U.S. Hopeful Snowden Will Return Home

@AFP

WASHINGTON (AFP) – As the options appeared to narrow Tuesday for fugitive intelligence leaker Edward Snowden, Washington said it was hopeful that he would return home soon to face trial.

But a top U.S. official rejected Snowden’s claims that the United States was trying to bully countries into refusing his request for political asylum after he went public about the existence of US surveillance programs gathering large amounts of telephone and Internet data.

In an almost blanket cry for help, Snowden said Monday he had sought safe haven from 21 countries, hoping to be rescued from a kind of limbo in the transit area of a Moscow airport where he has been holed up for more than a week.

The U.S. has already revoked his passport, and although he remains a U.S. citizen, he has few ways of leaving Moscow without a valid travel document. The Russians have so far not allowed him to enter the country.

U.S. officials have been “in touch, as we have been for several days now, with a broad range of countries that could serve as either transit spots or final destinations,” State Department spokeswoman Jen Psaki said Tuesday.

She said the U.S. was telling countries that “Snowden has been accused of leaking classified information. He is somebody that we would like to see returned to the United States, of course. And we are hopeful that will happen.”

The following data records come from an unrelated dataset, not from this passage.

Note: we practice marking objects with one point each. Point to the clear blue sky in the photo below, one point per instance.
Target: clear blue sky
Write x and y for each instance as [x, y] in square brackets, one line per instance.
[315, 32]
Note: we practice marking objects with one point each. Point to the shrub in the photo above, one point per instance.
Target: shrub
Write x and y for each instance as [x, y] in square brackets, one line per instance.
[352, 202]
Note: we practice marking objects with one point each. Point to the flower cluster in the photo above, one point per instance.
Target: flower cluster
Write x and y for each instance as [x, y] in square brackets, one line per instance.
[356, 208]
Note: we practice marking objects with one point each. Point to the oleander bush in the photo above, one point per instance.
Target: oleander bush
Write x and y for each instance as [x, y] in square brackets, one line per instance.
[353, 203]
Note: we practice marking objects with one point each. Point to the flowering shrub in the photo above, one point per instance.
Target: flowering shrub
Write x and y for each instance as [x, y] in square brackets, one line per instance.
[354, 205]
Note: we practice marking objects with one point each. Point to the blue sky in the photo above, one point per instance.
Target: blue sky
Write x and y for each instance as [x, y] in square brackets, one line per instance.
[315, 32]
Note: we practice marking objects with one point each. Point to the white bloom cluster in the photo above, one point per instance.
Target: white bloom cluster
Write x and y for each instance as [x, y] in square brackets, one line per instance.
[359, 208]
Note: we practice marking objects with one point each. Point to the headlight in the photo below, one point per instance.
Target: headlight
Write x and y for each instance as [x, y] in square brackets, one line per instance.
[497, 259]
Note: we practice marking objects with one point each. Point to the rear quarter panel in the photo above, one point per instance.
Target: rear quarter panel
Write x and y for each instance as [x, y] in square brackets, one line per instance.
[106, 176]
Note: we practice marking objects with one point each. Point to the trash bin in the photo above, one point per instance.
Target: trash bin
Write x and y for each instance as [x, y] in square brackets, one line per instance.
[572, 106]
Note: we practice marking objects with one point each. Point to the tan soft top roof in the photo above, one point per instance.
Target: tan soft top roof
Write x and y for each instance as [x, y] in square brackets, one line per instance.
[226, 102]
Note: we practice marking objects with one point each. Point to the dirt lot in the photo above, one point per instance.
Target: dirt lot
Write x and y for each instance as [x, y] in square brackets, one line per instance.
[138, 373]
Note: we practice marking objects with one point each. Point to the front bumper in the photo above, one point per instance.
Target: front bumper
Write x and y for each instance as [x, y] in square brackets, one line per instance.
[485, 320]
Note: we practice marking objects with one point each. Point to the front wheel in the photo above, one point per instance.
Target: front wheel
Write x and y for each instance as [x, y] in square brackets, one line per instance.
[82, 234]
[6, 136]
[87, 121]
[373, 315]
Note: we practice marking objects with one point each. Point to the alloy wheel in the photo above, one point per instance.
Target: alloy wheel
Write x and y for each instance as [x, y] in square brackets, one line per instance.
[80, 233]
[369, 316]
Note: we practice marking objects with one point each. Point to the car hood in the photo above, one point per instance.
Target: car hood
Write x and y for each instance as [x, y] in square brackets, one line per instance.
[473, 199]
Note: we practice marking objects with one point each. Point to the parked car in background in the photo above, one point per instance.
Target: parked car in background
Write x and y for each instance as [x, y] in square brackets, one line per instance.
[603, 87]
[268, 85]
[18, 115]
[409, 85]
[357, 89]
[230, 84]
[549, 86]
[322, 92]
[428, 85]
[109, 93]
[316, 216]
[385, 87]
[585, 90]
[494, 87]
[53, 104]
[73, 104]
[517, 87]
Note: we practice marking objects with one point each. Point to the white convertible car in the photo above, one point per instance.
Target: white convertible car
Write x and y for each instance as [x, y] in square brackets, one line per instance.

Asked if she would object to the characterization of such contacts as “bullying or arm-twisting,” Psaki replied: “I think that’s clear.”

Snowden on Monday accused U.S. leaders of seeking to pressure other countries to refuse to take him in, saying “these are the old, bad tools of political aggression.”

“Their purpose is to frighten, not me, but those who come after me.”

Psaki refused to specify which countries the U.S. had contacted most recently, although State Department officials have acknowledged speaking to the Russian and Ecuadoran governments since the crisis erupted last month.

“I’m not going to speculate on different countries,” Psaki told reporters. “Our focus here is on returning or communicating the reasons why Mr. Snowden should be returned to the United States and face charges here.”

Snowden faces U.S. federal charges of unauthorized communication of national defense information and willful communication of classified communications intelligence information, as well as theft of government property.